DNS resolvers are subject to the usual DoS threats that plague any networked system. However, amplification attacks are of particular concern because DNS resolvers are attractive targets to attackers who exploit the resolvers’ large response-to-request size ratio to gain additional free bandwidth. Resolvers that support EDNS0 (Extension Mechanisms for DNS) are especially vulnerable because of the substantially larger packet size that they can return.

In an amplification scenario, the attack proceeds as follows:

The attacker sends a victim DNS server queries using a forged source IP address. The queries may be sent from a single system or a network of systems all using the same forged IP address. The queries are for records that the attacker knows will result in much larger responses, up to several dozen times1 the size of the original queries (hence the name “amplification” attack).

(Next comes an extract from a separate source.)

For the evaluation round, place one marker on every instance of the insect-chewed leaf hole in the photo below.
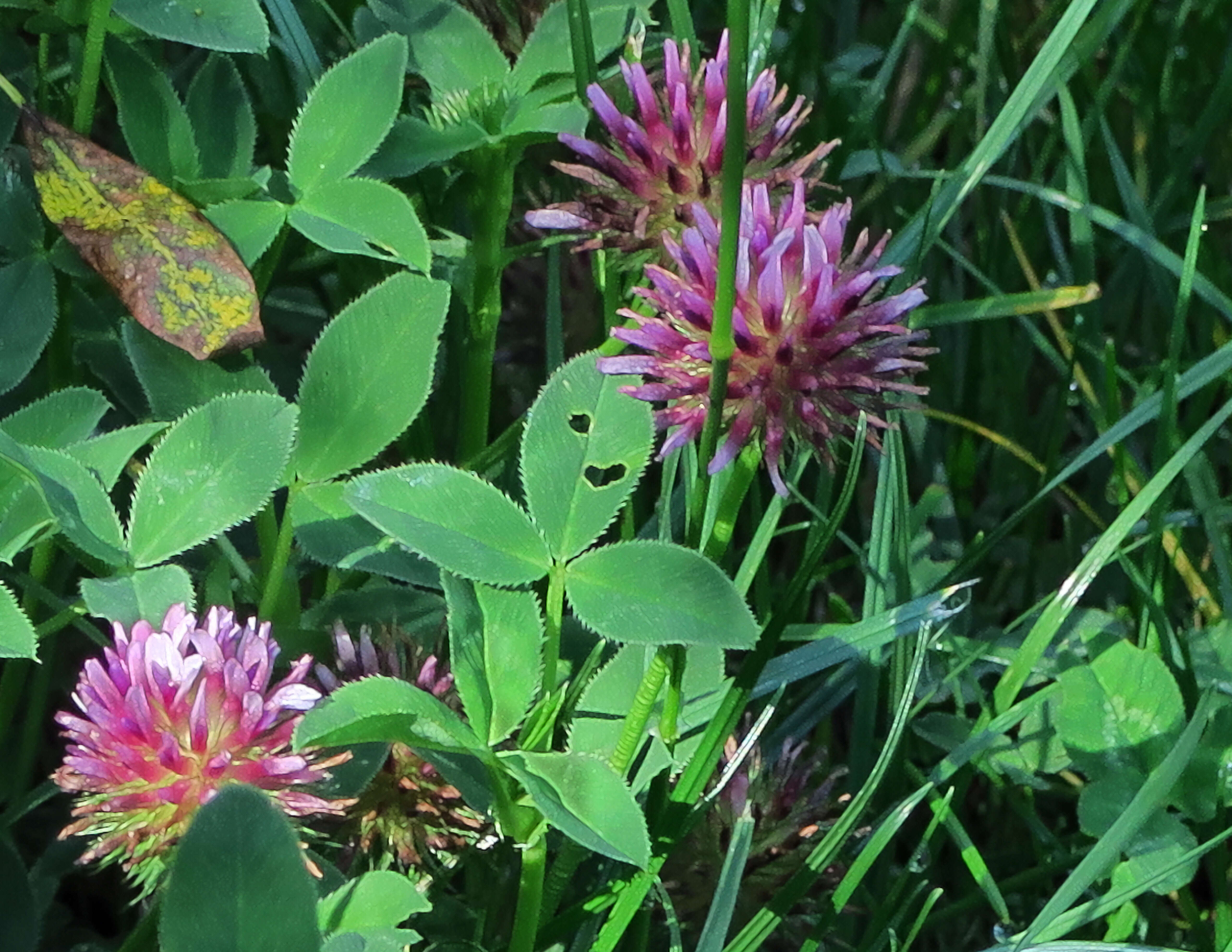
(600, 478)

The victim server sends the large responses to the source IP address passed in the forged requests, overwhelming the system and causing a DoS situation.

1See the paper DNS Amplification Attacks for examples, and a good discussion of the problem in general.

Mitigations

The standard system-wide solution to DNS vulnerabilities is the DNSSEC protocol. However, until it is universally implemented, open DNS resolvers need to independently take some measures to mitigate against known threats. Many techniques have been proposed; see IETF RFC 5452: Measures for making DNS more resilient against forged answers for an overview of most of them. In Google Public DNS, we have implemented, and we recommend, the following approaches:

Securing your code against buffer overflows, particularly the code responsible for parsing and serializing DNS messages.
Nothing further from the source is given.